Well me and Tiffany along with some friends went to The Improv Comdey Club for her birthday. Sorry no pics from there, not allowed to. Anyway after wards we went to Robusto's and meet up with some of the Houston crew. Rhonda and Troy gave her some cigars (what else), as did Joe. Bo made an awesome home made birthday card for her (wish I would of gotten a pic but didn't). All and all it was a great night, here are some pics


----------



## Mtmouse (Jun 11, 2007)

Looks like, good times with good friends.


----------



## CHRIS7891011 (Apr 1, 2007)

ha looks like a good time!

happy birthday BTW!


----------



## Marlboro Cigars-cl (Feb 19, 2007)

Great shots; thanks for sharing.
And Happy Birthday, VegasGirl!!


----------



## happy1 (Jun 29, 2007)

Thanks for the pics,looks like a goodtime was had


----------



## tobacmon (May 17, 2007)

Looks like you had a GREAT time Happy Birthday Vegasgirl---sorry I forgot to post earlier.


----------



## degarbie (Aug 12, 2007)

Happy birthday vegasgirl! Looks like you all had a great time


----------



## Poss253a (Oct 14, 2007)

Happy birthday!!


----------



## stlcards (Sep 14, 2007)

Looks like fun, I'm gonna have to come check that Robustos place out!


----------



## DanRichmond (Mar 8, 2007)

You guys are always a handsome bunch.....


----------



## Bigfoot (Jun 25, 2007)

Happy Birthday Vegas Girl!! Looks like a great time!


----------



## Daver3283 (Jul 8, 2007)

Happy Birthday Tiffany looks like you guys all had fun!


----------



## dravensghost (Sep 21, 2007)

sounds like good times
congrats


----------



## Maduro PiPs (Jul 5, 2007)

VERY COOL!!!! And HAPPY BIRTHDAY VEGASGIRL!!!

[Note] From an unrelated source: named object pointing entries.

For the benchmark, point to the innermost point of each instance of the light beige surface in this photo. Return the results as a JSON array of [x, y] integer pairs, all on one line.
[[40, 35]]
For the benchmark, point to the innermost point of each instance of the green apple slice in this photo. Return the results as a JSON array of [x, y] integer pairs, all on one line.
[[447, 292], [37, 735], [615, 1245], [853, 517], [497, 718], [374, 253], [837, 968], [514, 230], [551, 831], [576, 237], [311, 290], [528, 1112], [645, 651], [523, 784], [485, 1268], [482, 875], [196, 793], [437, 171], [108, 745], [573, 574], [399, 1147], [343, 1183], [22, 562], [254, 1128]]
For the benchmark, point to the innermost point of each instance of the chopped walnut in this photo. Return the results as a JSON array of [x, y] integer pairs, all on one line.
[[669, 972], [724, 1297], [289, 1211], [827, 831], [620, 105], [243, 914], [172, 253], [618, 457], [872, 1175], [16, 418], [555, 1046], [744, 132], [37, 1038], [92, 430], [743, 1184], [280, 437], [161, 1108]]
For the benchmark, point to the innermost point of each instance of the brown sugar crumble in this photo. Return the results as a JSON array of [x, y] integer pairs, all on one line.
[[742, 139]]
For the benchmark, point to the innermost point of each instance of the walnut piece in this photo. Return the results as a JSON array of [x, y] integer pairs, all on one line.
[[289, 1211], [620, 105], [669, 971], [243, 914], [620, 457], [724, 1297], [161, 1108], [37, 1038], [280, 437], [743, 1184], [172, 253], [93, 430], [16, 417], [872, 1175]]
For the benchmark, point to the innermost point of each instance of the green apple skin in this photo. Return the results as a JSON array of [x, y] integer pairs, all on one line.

Damn..I need to visit this Robusto's place....its the place to be!


----------



## Ceedee (Jun 2, 2006)

Vegasgirl, Happy Birthday! Looks like you and Frank had a wonderful time! Nice pics Frank, thanks for sharing!!

CD


----------



## 12stones-cl (Aug 6, 2007)

Great pics!! Looks like a great time...


----------



## mhlatke (Oct 13, 2007)

Looks like quite the party - a real Girls Gone Mild (hah). But, seriously, Happy Birthday!


----------